On the first day, only two Black female panelists identified themselves as formerly incarcerated. One was Kemba Smith. She eloquently told her story. While in college, she began dating a drug dealer. Despite never having used, handled or sold crack/cocaine, Smith was sentenced to nearly 25 years in prison.
I did not catch the name of the other woman, who was filling in for the director of the non-profit where she worked. She did not tell her story, except to say that she had served time in prison. Instead, she shared the goals of her organization, and compelled conference attendees to help break the cycle of incarceration, with more urgency and less flair than Smith.

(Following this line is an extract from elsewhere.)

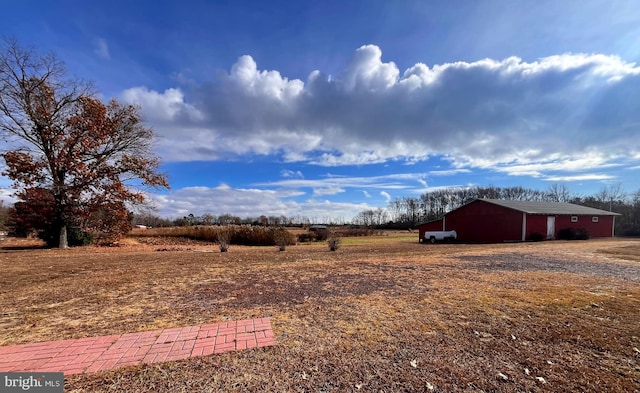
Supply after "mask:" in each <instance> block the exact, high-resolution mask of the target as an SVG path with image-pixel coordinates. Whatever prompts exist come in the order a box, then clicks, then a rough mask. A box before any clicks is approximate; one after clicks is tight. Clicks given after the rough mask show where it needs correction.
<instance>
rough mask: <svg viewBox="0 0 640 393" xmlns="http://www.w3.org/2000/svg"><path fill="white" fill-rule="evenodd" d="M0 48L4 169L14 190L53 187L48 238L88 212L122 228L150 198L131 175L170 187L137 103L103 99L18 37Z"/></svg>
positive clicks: (1, 115)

At the end of the night, I overheard a symposium attendee tell the second woman, “Your talk was really fun!” Weeks later, I’m still curious what about incarceration is “fun.”
I wish I had asked the attendee what she meant by her comment. I would guess that she was well-intentioned. Nevertheless, I wondered what it meant to call a presentation at an academic symposium “fun.” Did it serve as a compliment? Or, as it seemed to me, did it strip this woman’s narrative of legitimacy? Such a comment was not directed at Kemba Smith, the lighter-skinned Black woman who had straightened hair, and wore a suit. No, this comment was for the darker-skinned, “poorly-dressed” woman with thick braids.

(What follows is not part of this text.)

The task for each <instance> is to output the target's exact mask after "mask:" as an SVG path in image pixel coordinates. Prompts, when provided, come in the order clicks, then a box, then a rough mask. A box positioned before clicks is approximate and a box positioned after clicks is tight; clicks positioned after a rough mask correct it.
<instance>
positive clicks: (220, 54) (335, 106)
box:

How do our own perceptions of people inform our understanding of what they are qualified to say, and why we should (or shouldn’t) listen?

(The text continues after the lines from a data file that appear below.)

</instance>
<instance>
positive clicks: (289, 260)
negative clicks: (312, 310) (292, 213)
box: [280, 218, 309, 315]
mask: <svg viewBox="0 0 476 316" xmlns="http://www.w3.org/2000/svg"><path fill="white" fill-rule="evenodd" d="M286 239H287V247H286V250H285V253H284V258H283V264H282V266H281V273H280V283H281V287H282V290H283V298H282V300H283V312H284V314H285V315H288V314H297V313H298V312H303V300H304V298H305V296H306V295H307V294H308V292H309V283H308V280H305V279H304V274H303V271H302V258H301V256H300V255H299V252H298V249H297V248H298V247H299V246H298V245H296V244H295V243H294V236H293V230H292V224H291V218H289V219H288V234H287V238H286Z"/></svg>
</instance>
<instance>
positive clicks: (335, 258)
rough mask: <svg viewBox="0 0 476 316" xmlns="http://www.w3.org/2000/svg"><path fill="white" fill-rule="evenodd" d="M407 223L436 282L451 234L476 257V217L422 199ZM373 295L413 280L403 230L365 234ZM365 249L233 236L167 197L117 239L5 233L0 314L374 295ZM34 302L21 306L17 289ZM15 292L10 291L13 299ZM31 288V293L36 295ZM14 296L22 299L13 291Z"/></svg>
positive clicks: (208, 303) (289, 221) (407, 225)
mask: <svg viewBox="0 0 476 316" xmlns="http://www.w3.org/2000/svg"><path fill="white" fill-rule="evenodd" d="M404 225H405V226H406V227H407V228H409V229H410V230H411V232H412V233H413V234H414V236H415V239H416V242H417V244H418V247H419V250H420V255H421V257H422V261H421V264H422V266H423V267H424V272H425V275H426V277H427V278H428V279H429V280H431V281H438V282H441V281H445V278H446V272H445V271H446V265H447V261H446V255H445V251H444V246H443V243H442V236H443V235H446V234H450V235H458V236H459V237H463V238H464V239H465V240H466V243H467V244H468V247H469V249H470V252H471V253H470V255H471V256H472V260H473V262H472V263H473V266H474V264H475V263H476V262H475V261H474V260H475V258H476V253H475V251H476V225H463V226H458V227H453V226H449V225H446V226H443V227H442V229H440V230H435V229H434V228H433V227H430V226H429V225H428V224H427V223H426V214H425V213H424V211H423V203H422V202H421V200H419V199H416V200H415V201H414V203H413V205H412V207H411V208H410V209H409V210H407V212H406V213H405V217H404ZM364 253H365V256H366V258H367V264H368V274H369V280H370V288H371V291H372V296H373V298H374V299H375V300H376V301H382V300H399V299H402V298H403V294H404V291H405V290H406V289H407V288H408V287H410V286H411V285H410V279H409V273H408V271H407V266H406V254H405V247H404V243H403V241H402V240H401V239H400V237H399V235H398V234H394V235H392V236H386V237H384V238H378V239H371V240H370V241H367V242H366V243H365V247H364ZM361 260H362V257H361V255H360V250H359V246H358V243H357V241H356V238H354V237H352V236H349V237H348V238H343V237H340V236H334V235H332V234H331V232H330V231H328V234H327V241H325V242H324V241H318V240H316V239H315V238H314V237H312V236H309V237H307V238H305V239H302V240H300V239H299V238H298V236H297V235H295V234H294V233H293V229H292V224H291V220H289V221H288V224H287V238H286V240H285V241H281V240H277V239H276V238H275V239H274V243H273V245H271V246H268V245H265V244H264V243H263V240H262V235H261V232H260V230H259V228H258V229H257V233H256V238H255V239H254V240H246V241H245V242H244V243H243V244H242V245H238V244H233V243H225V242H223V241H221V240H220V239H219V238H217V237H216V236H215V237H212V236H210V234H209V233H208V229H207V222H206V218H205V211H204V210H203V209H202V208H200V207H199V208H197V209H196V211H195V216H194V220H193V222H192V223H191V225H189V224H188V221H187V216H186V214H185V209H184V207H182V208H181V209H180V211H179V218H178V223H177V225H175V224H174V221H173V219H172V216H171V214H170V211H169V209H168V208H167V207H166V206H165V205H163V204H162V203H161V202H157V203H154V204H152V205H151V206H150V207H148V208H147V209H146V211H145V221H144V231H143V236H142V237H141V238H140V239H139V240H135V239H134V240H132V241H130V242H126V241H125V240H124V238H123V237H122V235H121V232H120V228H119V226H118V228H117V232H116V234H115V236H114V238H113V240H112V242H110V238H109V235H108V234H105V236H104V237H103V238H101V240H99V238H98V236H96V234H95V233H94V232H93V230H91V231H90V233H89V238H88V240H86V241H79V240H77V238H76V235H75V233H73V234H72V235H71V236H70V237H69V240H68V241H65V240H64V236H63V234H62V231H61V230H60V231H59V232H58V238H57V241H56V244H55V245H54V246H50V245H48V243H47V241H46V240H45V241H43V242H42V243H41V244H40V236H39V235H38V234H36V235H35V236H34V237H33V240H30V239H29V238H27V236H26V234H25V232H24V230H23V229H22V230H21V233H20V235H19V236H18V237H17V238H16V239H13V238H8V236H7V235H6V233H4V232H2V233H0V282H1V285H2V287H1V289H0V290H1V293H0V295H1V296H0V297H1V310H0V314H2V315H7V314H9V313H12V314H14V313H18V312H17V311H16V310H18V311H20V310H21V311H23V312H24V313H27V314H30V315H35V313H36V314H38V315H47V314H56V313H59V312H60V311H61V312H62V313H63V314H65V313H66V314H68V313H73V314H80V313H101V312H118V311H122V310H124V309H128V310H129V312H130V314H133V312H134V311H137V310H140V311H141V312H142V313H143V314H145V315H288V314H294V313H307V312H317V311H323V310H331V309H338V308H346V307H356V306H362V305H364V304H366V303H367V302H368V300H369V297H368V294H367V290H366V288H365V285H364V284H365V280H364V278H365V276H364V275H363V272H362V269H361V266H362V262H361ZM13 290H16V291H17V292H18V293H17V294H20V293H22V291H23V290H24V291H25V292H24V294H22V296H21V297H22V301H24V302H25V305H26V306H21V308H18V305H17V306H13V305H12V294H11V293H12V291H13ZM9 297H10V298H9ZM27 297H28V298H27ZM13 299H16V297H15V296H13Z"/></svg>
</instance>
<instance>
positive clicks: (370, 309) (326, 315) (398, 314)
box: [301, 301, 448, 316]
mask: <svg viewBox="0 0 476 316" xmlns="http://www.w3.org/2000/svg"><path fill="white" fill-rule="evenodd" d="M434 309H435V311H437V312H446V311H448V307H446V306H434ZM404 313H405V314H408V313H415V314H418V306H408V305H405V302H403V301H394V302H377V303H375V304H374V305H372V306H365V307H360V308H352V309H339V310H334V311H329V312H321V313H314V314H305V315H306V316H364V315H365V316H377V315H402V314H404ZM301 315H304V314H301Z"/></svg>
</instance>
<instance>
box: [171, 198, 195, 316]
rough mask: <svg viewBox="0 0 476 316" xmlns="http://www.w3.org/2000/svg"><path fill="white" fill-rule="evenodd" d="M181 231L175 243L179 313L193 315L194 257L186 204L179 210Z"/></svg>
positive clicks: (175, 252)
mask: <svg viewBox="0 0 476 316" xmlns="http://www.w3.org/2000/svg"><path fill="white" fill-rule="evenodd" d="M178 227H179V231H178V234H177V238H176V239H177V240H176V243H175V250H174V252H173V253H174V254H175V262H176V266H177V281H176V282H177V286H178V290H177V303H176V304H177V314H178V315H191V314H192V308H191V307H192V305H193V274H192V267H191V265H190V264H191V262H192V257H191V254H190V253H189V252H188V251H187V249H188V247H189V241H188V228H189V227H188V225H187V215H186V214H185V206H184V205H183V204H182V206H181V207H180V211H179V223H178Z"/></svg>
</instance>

This conference repeatedly referenced Michel Foucault’s notions of power and surveillance, highlighted the historical legacy of slavery, reminded us of color politics and “the paper bag test,” and challenged the stereotypes that have shaped American laws and social policy. Still, we needed to revisit the basics of feminist standpoint theory and “relations between the production of knowledge and practices of power.” Standpoint theory emerged as a “way of empowering oppressed groups,” and “valuing their experiences”, but the second speaker’s experience and voice were not honored. By suggesting that this panelist’s talk was “fun,” one conference attendee discredited the panelist’s voice, merely reproducing the structures that confine and silence certain women.
Everywhere, we should welcome the voices of all women. When working towards a feminist, anti-racist, prison abolition coalition, we should especially try to include all formerly incarcerated Black women. Unfortunately, we don’t.